Python Course
Session 1
Session 1 of the Python Course covers what's useful to know so you can quickly and easily set about writing Python programs. Detailed Python programming will be covered progressively in subsequent courses.
The course assumes a varied audience, from those that may have very little computing/programming experience, to those who have already been actively programming in Python. The aim is to get everyone up to the point where they feel confident in using Python and writing useful programs. But we can't cover everything in this short course: Python and all that has been written by skilled people the world over in support of it, is extensive.
Please feel free to seek assistance with understanding Python, particularly with the topics covered in the course sessions.
To start off, there is a quick introduction into the essence of computing/programming.

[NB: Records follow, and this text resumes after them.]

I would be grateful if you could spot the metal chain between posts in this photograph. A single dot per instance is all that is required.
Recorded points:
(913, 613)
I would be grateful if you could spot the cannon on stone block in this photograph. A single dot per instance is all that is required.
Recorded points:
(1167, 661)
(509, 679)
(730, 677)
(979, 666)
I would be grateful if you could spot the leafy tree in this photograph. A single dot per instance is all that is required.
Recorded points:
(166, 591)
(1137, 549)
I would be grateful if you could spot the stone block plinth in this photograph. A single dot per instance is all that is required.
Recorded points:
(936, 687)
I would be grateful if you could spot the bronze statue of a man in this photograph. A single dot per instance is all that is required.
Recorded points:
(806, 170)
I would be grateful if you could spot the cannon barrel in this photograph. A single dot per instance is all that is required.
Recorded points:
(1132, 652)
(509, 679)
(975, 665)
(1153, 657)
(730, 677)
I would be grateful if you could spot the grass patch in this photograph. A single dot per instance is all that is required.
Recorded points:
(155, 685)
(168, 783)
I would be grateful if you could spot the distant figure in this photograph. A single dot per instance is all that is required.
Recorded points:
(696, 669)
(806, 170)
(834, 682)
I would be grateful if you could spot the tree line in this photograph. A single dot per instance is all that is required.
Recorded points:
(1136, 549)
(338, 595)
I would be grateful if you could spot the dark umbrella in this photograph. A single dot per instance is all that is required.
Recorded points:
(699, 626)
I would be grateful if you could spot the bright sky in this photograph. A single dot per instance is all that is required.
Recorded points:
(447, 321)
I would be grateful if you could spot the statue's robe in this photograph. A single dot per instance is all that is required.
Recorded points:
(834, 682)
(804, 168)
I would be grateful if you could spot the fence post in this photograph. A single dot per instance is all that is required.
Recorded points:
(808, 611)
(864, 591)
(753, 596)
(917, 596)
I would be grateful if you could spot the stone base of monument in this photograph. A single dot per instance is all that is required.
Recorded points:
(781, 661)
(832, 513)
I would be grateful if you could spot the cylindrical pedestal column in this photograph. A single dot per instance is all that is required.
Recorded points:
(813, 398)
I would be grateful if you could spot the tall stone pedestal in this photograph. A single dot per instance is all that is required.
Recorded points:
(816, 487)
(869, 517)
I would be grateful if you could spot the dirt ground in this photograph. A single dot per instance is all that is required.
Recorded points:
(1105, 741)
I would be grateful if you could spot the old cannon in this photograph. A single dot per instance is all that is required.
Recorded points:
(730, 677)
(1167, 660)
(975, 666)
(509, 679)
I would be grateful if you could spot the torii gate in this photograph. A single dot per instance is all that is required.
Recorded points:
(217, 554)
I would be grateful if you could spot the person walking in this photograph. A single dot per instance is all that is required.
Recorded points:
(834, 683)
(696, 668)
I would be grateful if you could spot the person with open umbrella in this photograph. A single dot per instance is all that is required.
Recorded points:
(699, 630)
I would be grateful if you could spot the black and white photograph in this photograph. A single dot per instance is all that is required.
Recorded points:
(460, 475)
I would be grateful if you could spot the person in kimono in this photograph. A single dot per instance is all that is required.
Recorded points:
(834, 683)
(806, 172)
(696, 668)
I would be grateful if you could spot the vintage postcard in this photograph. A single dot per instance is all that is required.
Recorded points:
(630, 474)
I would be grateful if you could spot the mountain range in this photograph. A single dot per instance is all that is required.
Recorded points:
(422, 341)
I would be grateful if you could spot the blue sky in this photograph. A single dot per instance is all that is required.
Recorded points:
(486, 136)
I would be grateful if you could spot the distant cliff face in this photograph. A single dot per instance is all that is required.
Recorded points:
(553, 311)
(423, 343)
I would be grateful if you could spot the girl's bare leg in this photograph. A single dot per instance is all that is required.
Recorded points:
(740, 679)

A digital computer consists of: memory, processor and i/o. The computer manipulates numbers, just numbers.
There are different kinds of memory accessible to the processor. A memory consists of an indexed set of locations. Each location holds numbers. E.g. location 9253 might contain numbers 43, 98 and 99.
The processor chip contains a mass of logic circuits for obeying instructions such as fetch from memory, add, multiply etc. The "engine" of the processor contains logic that repeatedly fetches a number from memory, interprets that number as an instruction, and executes that instruction.
The memory location index to fetch the instruction from is held in a special memory location called an Instruction Pointer (IP). The processor engine automatically increments IP after fetching the instruction. The engine operates repeatedly, so fetches and obeys instructions stored in sequential memory locations. The full set of stored instructions is called a program. The execution depends on the value of the instruction, e.g. 41 might mean store, 43 might cause addition, 55 might be "output". The memory may contain special locations, with particular hard-wired chip logic e.g. location 0 could hold the "instruction pointer" (with its hard-wired auto-increment after fetch), location 1 could be the "accumulator", where a value is operated on by the instructions.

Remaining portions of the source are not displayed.